Pembroke church seeking to display electronic ‘Sign For Jesus’ to pursue a lawsuit

Last modified: 10/28/2015 3:04:37 PM
The leaders of a Pembroke church on Route 3 intend to prove in court that they have a right to place on their lawn an 8-by-4-foot electronic sign that displays biblical messages.

The Hillside Baptist Church – which is working in collaboration with Signs For Jesus – currently has a manual signboard and is located in a zone that prohibits electronic signs.

The church exhausted its options within municipal government Monday, when the zoning board at a rehearing unanimously refused to grant a variance or overrule the code enforcement officer’s denial from this spring.

Signs For Jesus, and its director, Fab Cusson, constructed a similar sign on Route 4 in Chichester four years ago, which displays short messages, such as, “With God all things are possible.” Chichester’s planning board denied that proposal in 2011, spurring a lawsuit in the U.S. district court in Concord, before the planning board reversed course.

Zoning board Vice Chairman Bruce Kudrick said Monday the town’s restriction on electronic signs was imposed “to protect the historic integrity and character of Pembroke Street.” Board members cited residents’ intent to avoid an evolution toward the industrialized segment of the same road as it runs through Hooksett to the south.

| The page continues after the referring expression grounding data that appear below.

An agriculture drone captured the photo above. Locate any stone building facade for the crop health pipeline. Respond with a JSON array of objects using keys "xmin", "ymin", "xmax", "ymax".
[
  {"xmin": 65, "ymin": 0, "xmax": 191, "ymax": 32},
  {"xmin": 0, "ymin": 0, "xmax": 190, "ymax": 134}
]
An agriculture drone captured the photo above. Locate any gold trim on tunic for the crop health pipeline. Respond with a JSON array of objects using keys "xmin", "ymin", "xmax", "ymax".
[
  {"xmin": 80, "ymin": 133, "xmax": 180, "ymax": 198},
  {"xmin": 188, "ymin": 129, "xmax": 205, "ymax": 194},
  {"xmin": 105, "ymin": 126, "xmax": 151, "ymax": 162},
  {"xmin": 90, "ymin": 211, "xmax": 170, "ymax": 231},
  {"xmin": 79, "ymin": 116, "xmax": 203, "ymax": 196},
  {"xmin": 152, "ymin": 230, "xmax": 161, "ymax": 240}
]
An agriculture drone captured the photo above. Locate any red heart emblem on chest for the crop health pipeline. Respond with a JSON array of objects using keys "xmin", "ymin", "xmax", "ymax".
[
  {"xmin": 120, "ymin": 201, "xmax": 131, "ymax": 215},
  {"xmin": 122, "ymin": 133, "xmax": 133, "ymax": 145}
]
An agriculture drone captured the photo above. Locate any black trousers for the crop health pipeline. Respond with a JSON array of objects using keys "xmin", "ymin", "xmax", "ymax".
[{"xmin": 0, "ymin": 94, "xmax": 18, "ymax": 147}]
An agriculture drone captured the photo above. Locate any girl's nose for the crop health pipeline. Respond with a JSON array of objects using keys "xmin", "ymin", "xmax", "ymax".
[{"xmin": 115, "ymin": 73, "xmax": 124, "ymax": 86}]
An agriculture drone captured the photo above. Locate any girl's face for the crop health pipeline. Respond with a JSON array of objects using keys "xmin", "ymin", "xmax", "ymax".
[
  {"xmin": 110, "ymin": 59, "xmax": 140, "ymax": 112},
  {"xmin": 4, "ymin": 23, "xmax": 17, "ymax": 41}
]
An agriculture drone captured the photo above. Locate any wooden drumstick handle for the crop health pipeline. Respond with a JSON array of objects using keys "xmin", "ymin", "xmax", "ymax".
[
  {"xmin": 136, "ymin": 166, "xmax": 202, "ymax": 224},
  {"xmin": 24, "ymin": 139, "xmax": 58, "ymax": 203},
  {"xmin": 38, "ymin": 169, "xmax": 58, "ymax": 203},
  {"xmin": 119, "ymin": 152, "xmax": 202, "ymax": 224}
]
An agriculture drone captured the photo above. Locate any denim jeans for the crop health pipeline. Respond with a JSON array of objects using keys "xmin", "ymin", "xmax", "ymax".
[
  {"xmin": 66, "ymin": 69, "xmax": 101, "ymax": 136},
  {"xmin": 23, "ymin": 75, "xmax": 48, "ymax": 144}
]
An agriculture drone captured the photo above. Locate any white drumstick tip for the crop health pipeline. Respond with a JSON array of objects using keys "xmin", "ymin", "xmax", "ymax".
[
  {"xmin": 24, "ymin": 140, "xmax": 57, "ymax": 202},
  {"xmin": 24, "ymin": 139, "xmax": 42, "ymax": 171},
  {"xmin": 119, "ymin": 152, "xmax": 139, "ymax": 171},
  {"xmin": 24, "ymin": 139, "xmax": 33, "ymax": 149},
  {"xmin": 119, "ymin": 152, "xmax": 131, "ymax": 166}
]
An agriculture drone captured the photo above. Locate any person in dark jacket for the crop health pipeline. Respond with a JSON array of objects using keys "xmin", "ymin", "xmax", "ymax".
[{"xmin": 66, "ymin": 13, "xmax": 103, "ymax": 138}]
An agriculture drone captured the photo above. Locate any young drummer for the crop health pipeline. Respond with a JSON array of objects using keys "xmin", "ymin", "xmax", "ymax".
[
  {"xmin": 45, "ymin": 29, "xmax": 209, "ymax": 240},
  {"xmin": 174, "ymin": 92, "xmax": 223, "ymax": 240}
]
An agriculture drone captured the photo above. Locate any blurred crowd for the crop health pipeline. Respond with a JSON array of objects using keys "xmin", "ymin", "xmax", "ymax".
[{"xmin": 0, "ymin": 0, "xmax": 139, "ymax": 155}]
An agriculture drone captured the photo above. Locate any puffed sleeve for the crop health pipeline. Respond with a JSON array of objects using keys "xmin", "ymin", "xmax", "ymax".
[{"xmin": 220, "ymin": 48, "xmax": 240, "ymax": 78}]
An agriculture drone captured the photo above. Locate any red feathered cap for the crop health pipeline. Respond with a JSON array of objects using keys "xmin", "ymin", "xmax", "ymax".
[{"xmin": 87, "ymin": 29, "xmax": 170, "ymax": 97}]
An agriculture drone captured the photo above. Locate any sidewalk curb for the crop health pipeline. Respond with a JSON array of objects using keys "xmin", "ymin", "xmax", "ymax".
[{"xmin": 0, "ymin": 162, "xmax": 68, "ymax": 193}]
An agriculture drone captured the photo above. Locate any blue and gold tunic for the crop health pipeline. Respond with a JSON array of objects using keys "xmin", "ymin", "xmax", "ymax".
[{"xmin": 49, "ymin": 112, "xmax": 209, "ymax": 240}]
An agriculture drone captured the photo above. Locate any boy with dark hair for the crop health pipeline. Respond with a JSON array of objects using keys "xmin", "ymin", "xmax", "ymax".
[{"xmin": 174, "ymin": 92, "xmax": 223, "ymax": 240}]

The church, however, pointed to the electronic sign that Pembroke Academy displays about 2 miles away within the same zone, similar to the style it is proposing. The high school installed its electronic message board “against the wishes of the town,” Kudrick said, noting that the school district is exempt from municipal land-use regulations because it is a separate government entity.

Nevertheless, Pembroke Academy’s sign features prominently in the church’s argument, formulated through attorney Michael Tierney, who has successfully argued religious cases in multiple New Hampshire towns.

Tierney said the zoning board erred in its application of the federal Religious Land-Use and Institutionalized Persons Act when it effectively treated the church differently than Pembroke Academy. RLUIPA applies to both state and municipal laws, Tierney said.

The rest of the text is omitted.